Il dipinto si colloca tra le massime espressioni caravaggiste del Seicento, divenendo icona e simbolo dell'attività artistica della Gentileschi che, infatti, eseguì l'opera poco dopo la violenza sessuale di cui fu vittima.[2]
Dello stesso soggetto esiste una seconda versione oggi conservata agli Uffizi di Firenze compiuta circa otto anni dopo quella di Napoli.
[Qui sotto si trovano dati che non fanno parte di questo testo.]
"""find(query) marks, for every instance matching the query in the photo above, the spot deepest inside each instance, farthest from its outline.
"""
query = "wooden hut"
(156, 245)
Non si hanno informazioni certe in merito alla commissione dell'opera né tantomeno al momento preciso in cui questa è stata realizzata.[3]
Gran parte della critica ritiene che il dipinto sia databile intorno al 1612: resta a tal proposito da stabilire se l'opera è identificabile con quella "Iuditta di capace grandezza" che risultava al tempo già donata dalla pittrice proprio al Tassi e di cui poi ne prese possesso il furiere papale Cosimo Quorli prima che Orazio Gentileschi ne richiedesse la restituzione dopo la vittoria della causa in tribunale.[3]
Un'altra parte della critica recente (2016) ha invece avanzato l'ipotesi che la richiesta della tela sia stata fatta nel 1617 da Laura Corsini, moglie di Jacopo Corsi, in quanto a questa data risale un pagamento di 140 lire fatto dalla gentildonna in favore della Gentileschi per una Giuditta, che solo successivamente sarebbe stata poi portata nel feudo di famiglia a Caiazzo, da cui poi giunse di eredi in eredi fino al museo napoletano.[3][4][5]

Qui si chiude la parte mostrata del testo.